One of the restaurants barely hanging on is the prosaically named Kosher Pizza, owned by Moshe Benjamin Engelberg, who is widely regarded for his thin-crusted pies. Like many vendors of Jewish food in the Marais, Engelberg said he relies heavily on tourists from Israel and the United States.

“Few French Jews live here,” he said. “It’s not like when I was a young man and there were four kosher restaurants on every corner.”

But both The Falafel Ace and Mi-Va-Mi have Parisian regulars who swear by their merits. One Ace lover said it has “more atmosphere,” while a Mi-Va-Mi supporter said the falafel there “is lighter and fluffier than the Ace’s.” 

During the lunch rush, ushers join Peretz on the sidewalk, handing out numbers.

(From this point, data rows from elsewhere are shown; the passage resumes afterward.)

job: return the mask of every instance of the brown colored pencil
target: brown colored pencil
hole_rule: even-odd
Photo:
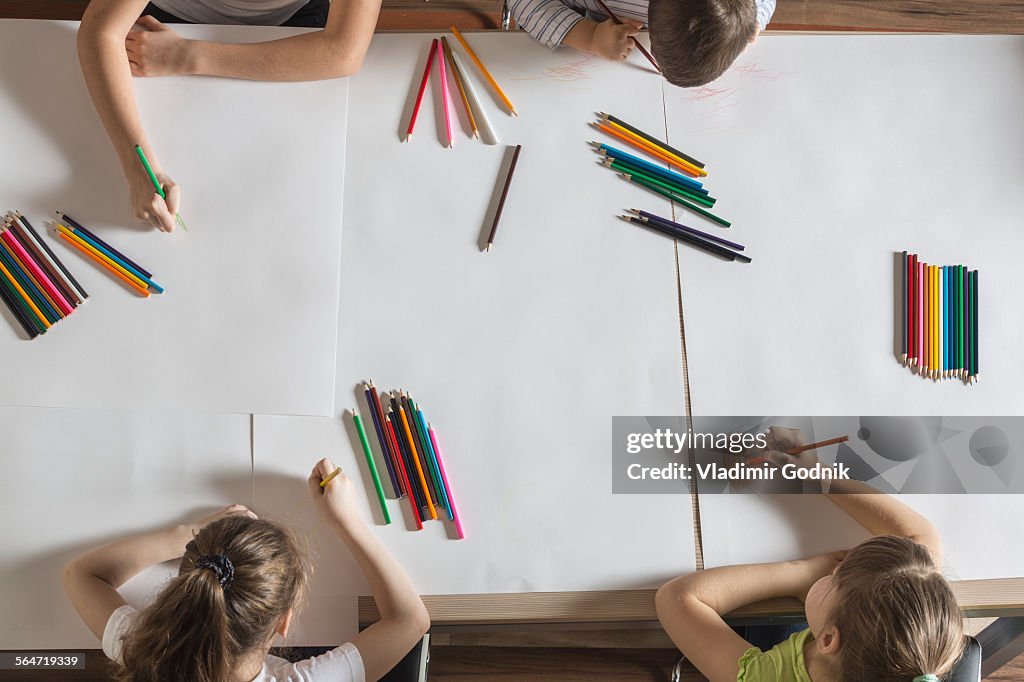
[[[509,166],[509,174],[505,176],[505,187],[502,189],[502,198],[498,201],[498,210],[495,211],[495,222],[490,225],[487,247],[484,251],[490,251],[490,245],[495,243],[495,235],[498,233],[498,221],[501,220],[502,209],[505,208],[505,198],[508,197],[509,186],[512,184],[512,173],[515,172],[515,164],[519,160],[520,152],[522,152],[522,144],[516,144],[515,154],[512,155],[512,164]]]

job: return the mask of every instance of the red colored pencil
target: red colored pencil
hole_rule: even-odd
[[[423,93],[427,89],[427,81],[430,80],[430,68],[434,65],[434,54],[437,52],[437,39],[430,43],[430,53],[427,56],[427,68],[423,70],[423,80],[420,81],[420,92],[416,95],[416,104],[413,106],[413,116],[409,119],[409,130],[406,131],[406,141],[413,136],[413,128],[416,126],[416,117],[420,114],[420,102],[423,101]]]

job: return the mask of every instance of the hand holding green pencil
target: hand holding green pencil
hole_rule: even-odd
[[[135,207],[135,216],[153,223],[165,232],[169,232],[174,229],[174,223],[169,219],[170,214],[173,213],[174,222],[188,231],[188,226],[185,225],[178,213],[178,204],[181,200],[177,185],[169,177],[164,176],[163,179],[157,177],[157,173],[145,157],[145,152],[138,144],[135,145],[135,154],[148,178],[148,186],[144,183],[141,183],[141,186],[137,186],[139,183],[132,183],[132,206]],[[150,187],[156,190],[156,195],[150,190]]]

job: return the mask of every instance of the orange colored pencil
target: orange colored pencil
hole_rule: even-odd
[[[655,150],[657,150],[658,152],[660,152],[665,156],[669,157],[670,159],[675,159],[677,164],[680,164],[682,166],[685,166],[686,168],[689,168],[690,171],[693,172],[693,173],[697,173],[697,174],[701,174],[702,173],[703,175],[708,174],[708,172],[705,171],[702,168],[698,168],[697,166],[694,166],[690,162],[686,161],[686,159],[683,159],[682,157],[680,157],[678,154],[673,154],[672,152],[669,152],[667,148],[665,148],[660,144],[655,144],[654,142],[650,141],[649,139],[647,139],[645,137],[641,137],[640,135],[636,134],[632,130],[629,130],[629,129],[624,128],[623,126],[618,125],[614,121],[605,121],[604,123],[606,123],[607,125],[611,126],[615,130],[620,131],[624,135],[629,135],[630,137],[632,137],[633,139],[637,140],[638,142],[646,144],[647,146],[654,147]]]
[[[23,299],[25,299],[25,302],[29,304],[29,307],[32,308],[32,311],[36,313],[37,317],[39,317],[39,322],[42,323],[43,327],[45,327],[46,329],[52,327],[50,321],[46,318],[46,315],[43,314],[42,310],[36,307],[36,304],[32,302],[32,299],[29,297],[26,291],[22,289],[20,285],[17,284],[17,280],[14,279],[14,275],[11,274],[10,271],[3,266],[3,263],[0,263],[0,272],[2,272],[4,279],[6,279],[7,282],[9,282],[12,287],[14,287],[18,295]]]
[[[103,260],[98,254],[89,251],[89,245],[84,244],[81,240],[78,240],[78,238],[76,238],[74,233],[70,233],[63,230],[57,230],[57,235],[61,237],[66,242],[68,242],[68,244],[71,244],[73,247],[84,253],[86,256],[93,259],[94,261],[102,265],[104,268],[110,270],[110,272],[113,275],[124,282],[126,285],[131,287],[137,293],[141,294],[145,298],[150,297],[150,290],[139,287],[137,284],[129,280],[126,275],[121,274],[121,272],[119,272],[113,265],[109,264],[105,260]]]
[[[617,130],[615,130],[614,128],[610,128],[610,127],[604,125],[603,123],[594,123],[594,127],[597,128],[597,129],[599,129],[602,132],[605,132],[605,133],[613,136],[613,137],[617,137],[618,139],[623,140],[627,144],[632,144],[633,146],[637,147],[638,150],[640,150],[642,152],[646,152],[647,154],[649,154],[652,157],[656,157],[657,159],[660,159],[662,161],[664,161],[667,164],[675,166],[680,171],[682,171],[683,173],[689,175],[690,177],[699,177],[700,176],[699,173],[695,172],[689,166],[680,166],[677,161],[675,161],[673,159],[670,159],[669,157],[665,156],[664,154],[662,154],[660,152],[658,152],[656,148],[654,148],[650,144],[642,143],[642,142],[638,141],[637,139],[635,139],[633,137],[629,137],[627,135],[624,135],[621,132],[618,132]],[[705,173],[705,174],[707,175],[707,173]]]
[[[454,33],[455,37],[459,39],[459,42],[462,43],[462,46],[466,48],[466,53],[469,54],[469,57],[476,65],[476,68],[480,70],[480,73],[483,74],[483,77],[487,79],[487,82],[490,84],[490,87],[495,89],[495,92],[497,92],[498,96],[502,98],[502,101],[505,102],[505,105],[509,108],[509,112],[512,114],[512,116],[519,116],[515,111],[515,104],[513,104],[512,100],[508,98],[508,95],[506,95],[505,91],[502,90],[502,86],[498,85],[498,81],[496,81],[495,77],[490,75],[490,72],[487,71],[487,68],[483,66],[482,61],[480,61],[480,57],[476,56],[476,52],[473,51],[473,48],[469,46],[469,43],[466,42],[466,39],[462,37],[461,33],[459,33],[459,29],[455,28],[454,25],[452,27],[452,33]]]
[[[406,409],[401,406],[398,407],[398,418],[401,419],[401,428],[406,431],[406,440],[409,441],[409,449],[413,453],[413,463],[416,465],[416,473],[420,477],[420,485],[423,486],[423,495],[427,498],[427,510],[430,512],[430,518],[436,519],[437,510],[434,509],[434,501],[430,499],[430,487],[427,485],[427,479],[423,475],[423,467],[420,466],[420,457],[416,452],[416,439],[413,438],[413,432],[409,430]]]

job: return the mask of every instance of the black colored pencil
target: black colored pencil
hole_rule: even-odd
[[[484,251],[490,251],[490,245],[495,243],[495,235],[498,233],[498,221],[502,218],[502,210],[505,208],[505,198],[508,197],[509,186],[512,184],[512,173],[515,172],[515,164],[519,161],[520,152],[522,152],[522,144],[516,144],[515,153],[512,155],[512,163],[509,165],[509,174],[505,176],[502,198],[498,200],[498,210],[495,211],[495,221],[490,224],[490,235],[487,236],[487,246]]]
[[[640,130],[639,128],[634,128],[630,124],[626,123],[626,121],[623,121],[622,119],[617,119],[617,118],[613,117],[611,114],[605,114],[604,112],[599,112],[598,116],[600,116],[602,118],[605,118],[608,121],[611,121],[612,123],[616,123],[616,124],[621,125],[622,127],[624,127],[627,130],[629,130],[631,133],[633,133],[634,135],[639,135],[640,137],[643,137],[645,140],[647,140],[651,144],[653,144],[655,146],[659,146],[663,150],[665,150],[666,152],[671,152],[672,154],[676,155],[680,159],[683,159],[684,161],[688,161],[689,163],[693,164],[697,168],[703,168],[705,167],[705,164],[700,163],[699,161],[697,161],[696,159],[694,159],[690,155],[683,154],[682,152],[680,152],[676,147],[670,146],[668,142],[663,142],[658,138],[656,138],[656,137],[654,137],[652,135],[648,135],[647,133],[645,133],[644,131]]]
[[[43,247],[43,251],[45,251],[47,255],[53,259],[54,264],[56,264],[56,266],[60,269],[60,271],[65,273],[65,276],[68,278],[68,282],[70,282],[72,286],[78,290],[78,293],[81,295],[80,297],[82,298],[82,300],[89,298],[89,292],[87,292],[82,287],[82,285],[78,283],[78,280],[76,280],[74,275],[72,275],[72,273],[68,271],[68,268],[65,267],[65,264],[60,262],[59,258],[57,258],[57,255],[53,253],[48,246],[46,246],[46,242],[44,242],[43,238],[39,236],[39,232],[36,231],[36,228],[32,226],[32,223],[29,222],[29,219],[26,218],[20,213],[17,213],[16,211],[14,212],[14,217],[20,220],[22,224],[25,225],[30,232],[32,232],[32,236],[36,238],[36,242],[39,243],[39,246]]]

And on very busy days, the ushers demand payment in advance from patrons still standing in line. Only the disabled and elderly are allowed to wait inside, out of the rain or sun, for their number to be called. 

The walls of the crowded restaurant carry photos of celebrities during visits to the Ace. The list includes Lenny Kravitz, Benjamin Netanyahu, and former regular Natalie Portman, who still comes here when she’s in Paris with her French-born husband.

Inside the Ace, a staff of 12 tends to about 15 tables so closely positioned that the waiters need to raise their arms to pass between. The bill arrives unsolicited after 20 minutes. Unusual for a French eatery, neither desserts nor coffee are offered.

“This whole circus is actually quite annoying,” said Henry Sultan, a Parisian Jew who comes to the Ace with his 75-year-old mother, Eugenie. “But my mother says it’s the best and cleanest because it’s kosher, so we endure.”

Over at Mi-Va-Mi, the atmosphere is fundamentally different. Soft-spoken and slightly introverted, Ouaknine patiently explains to a customer why some falafel balls are green on the inside — that’s the Lebanese variety, which is Mi-Va-Mi’s specialty — and why others, of the Egyptian kind, are yellow, as at the Ace.

“Ours is a family atmosphere, and we’ll stay here as long as there’s a demand for that,” she said.